October 7, 2013.
UC Berkeley professor is UC’s 13th Nobelist in medicine.
As photographers capture the moment -- and UC Berkeley Chancellor Nicholas Dirks savors it -- Nobel Prize winner Randy Schekman takes a congratulatory call from UC President Janet Napolitano.
Randy W. Schekman, professor of molecular and cell biology at the University of California, Berkeley, has won the 2013 Nobel Prize in Physiology or Medicine for his role in revealing the machinery that regulates the transport and secretion of proteins in our cells. He shares the prize with James E. Rothman of Yale University and Thomas C. Südhof of Stanford University.
Discoveries by Schekman about how yeast secrete proteins led directly to the success of the biotechnology industry, which was able to coax yeast to release useful protein drugs, such as insulin and human growth hormone. The three scientists’ research on protein transport in cells, and how cells control this trafficking to secrete hormones and enzymes, illuminated the workings of a fundamental process in cell physiology.
Randy Schekman will share the 2013 Nobel Prize in Physiology or Medicine
Schekman is UC Berkeley’s 22nd Nobel laureate, and the first to receive the prize in the area of physiology or medicine. A total of 60 faculty and researchers affiliated with the University of California have won 61 Nobel Prizes, including 13 in medicine.
In a statement, the 50-member Nobel Assembly lauded Rothman, Schekman and Südhof for making known “the exquisitely precise control system for the transport and delivery of cellular cargo. Disturbances in this system have deleterious effects and contribute to conditions such as neurological diseases, diabetes, and immunological disorders.”
“My first reaction was, ‘Oh, my god!’ said Schekman, 64, who was awakened at his El Cerrito home with the good news at 1:30 a.m. “That was also my second reaction.”
Schekman and Rothman separately mapped out one of the body’s critical networks, the system in all cells that shuttles hormones and enzymes out and adds to the cell surface so it can grow and divide. This system, which utilizes little membrane bubbles to ferry molecules around the cell interior, is so critical that errors in the machinery inevitably lead to death.
“Ten percent of the proteins that cells make are secreted, including growth factors and hormones, neurotransmitters by nerve cells and insulin from pancreas cells,” said Schekman, a Howard Hughes Medical Institute investigator.
In what some thought was a foolish decision, Schekman decided in 1976, when he first joined the College of Letters and Science at UC Berkeley, to explore this system in yeast.

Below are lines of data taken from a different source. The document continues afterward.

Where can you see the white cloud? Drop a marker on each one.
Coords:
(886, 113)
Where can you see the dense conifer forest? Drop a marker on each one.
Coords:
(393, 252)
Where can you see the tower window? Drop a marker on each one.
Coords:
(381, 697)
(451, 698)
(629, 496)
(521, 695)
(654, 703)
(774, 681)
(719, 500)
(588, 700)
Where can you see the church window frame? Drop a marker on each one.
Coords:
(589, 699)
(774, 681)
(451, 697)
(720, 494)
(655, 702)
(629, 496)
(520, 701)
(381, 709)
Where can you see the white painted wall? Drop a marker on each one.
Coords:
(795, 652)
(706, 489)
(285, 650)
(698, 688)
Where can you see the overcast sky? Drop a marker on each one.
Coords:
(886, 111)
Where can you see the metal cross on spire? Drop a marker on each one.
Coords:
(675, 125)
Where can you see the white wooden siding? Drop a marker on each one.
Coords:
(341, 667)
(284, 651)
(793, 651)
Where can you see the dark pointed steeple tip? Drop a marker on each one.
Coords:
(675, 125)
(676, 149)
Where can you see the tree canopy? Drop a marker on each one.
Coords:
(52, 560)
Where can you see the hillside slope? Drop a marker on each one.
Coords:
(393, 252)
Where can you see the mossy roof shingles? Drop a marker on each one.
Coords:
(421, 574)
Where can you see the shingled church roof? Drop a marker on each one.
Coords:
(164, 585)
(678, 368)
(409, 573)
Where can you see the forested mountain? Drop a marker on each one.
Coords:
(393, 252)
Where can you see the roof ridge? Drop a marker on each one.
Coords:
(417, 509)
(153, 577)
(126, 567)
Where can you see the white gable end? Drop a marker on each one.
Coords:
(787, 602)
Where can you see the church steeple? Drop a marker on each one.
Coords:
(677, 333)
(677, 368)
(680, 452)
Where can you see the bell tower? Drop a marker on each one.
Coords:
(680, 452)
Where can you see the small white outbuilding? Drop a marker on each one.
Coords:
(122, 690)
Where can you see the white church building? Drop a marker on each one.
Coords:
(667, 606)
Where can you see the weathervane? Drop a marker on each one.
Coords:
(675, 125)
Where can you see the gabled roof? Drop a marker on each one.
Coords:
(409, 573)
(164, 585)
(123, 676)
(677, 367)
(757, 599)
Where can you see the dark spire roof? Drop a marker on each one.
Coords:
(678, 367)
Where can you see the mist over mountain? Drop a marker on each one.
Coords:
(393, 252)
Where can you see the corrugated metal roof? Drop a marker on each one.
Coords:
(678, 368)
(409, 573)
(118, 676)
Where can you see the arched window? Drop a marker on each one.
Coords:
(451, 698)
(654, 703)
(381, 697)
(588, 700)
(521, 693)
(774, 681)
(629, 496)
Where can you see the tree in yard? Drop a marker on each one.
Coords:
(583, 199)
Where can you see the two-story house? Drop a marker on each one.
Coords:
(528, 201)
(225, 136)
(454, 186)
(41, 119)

In the ensuing years, he mapped out the machinery by which yeast cells sort, package and deliver proteins via membrane bubbles to the cell surface, secreting proteins important in yeast communication and mating. Yeast also use the process to deliver receptors to the surface, the cells’ main way of controlling activities such as the intake of nutrients like glucose.
In the 1980s and ’90s, these findings enabled the biotechnology industry to exploit the secretion system in yeast to create and release pharmaceutical products and industrial enzymes. Today, diabetics worldwide use insulin produced and discharged by yeast, and most of the hepatitis B vaccine used around the world is secreted by yeast. Both systems were developed by Chiron Corp. of Emeryville, now part of Novartis International AG, during the 20 years Schekman consulted for the company.
Various diseases, including some forms of diabetes and a form of hemophilia, involve a hitch in the secretion system of cells, and Schekman is now investigating a possible link to Alzheimer’s disease.